Day trading definition

What is day trading?

Day trading is a trading strategy that involves opening and closing positions within the same day. Day traders tend to have no positions held overnight, opting instead to close their positions each evening, and reopen positions the following day. Day trading is a short-term strategy that intends to profit from small, intraday fluctuations in price, instead of longer-term market movements.

The meaning of day trading is in direct contrast to traditional investing techniques of buying low, holding, and then selling high. Day traders therefore have to think differently from investors, focusing on an asset’s price action rather than its long-term potential. This is why day trading strategies are usually based on vast amounts of technical analysis, and require the trader to remain up to date with breaking news that might cause market fluctuations.

Market analysis

Pros and cons of day trading

Pros of day trading

Day traders can speculate on a variety of markets, including stocks, forex, commodities and futures.

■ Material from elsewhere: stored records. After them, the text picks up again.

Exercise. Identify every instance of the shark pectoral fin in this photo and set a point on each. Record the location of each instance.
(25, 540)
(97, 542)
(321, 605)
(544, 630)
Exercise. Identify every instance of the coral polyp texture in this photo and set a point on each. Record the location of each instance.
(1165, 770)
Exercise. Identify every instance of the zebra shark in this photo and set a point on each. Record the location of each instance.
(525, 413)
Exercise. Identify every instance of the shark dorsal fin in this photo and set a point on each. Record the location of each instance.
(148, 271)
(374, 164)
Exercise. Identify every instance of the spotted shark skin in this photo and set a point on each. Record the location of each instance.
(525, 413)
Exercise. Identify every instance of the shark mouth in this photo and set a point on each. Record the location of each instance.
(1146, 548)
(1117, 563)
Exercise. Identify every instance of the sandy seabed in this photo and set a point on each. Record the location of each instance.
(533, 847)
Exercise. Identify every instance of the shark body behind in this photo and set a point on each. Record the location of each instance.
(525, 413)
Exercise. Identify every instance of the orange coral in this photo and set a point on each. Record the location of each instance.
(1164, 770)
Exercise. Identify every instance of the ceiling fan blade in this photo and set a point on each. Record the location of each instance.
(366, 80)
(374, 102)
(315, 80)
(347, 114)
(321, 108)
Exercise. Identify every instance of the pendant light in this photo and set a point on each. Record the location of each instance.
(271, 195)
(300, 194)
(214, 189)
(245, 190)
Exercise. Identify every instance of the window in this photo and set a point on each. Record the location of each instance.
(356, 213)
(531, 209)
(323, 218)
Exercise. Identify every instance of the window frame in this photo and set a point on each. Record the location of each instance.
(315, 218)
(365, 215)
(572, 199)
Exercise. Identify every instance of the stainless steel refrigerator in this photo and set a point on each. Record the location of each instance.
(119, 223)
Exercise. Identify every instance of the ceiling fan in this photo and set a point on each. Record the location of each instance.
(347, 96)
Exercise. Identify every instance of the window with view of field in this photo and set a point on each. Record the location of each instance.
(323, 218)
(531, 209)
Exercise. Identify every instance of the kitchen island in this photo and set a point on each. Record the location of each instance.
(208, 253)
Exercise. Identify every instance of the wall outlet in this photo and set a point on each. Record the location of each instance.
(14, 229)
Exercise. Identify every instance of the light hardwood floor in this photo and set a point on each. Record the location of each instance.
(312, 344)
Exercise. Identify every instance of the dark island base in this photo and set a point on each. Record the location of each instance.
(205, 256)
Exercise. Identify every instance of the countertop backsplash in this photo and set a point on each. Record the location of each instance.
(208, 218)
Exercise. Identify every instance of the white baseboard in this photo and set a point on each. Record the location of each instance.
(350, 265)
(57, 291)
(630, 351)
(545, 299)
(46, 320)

Shares are particularly popular, because closing positions at the end of each trading day removes the risk of markets gapping overnight.

In the past, day trading was only carried out by large investment firms. However, the rise of trading technology and increased prominence of margin trading – which amplifies both profits and losses – has made day trading more popular in recent years. Derivative products such as CFDs enable day traders to capitalise on markets that are making negative price moves as well as positive ones.

Cons of day trading

Day trading is not for the part-time trader. It requires focus and dedication, as it involves making fast decisions and executing a large number of trades in a single day. Day traders don’t necessarily need to trade all day, but do need to remain vigilant and stay ahead of the markets.

Day traders can be limited by the costs involved. For example, if you buy and sell shares you will pay a commission fee.

As with all types of trading, day trading involves market risk that can be substantial when leveraged instruments are used.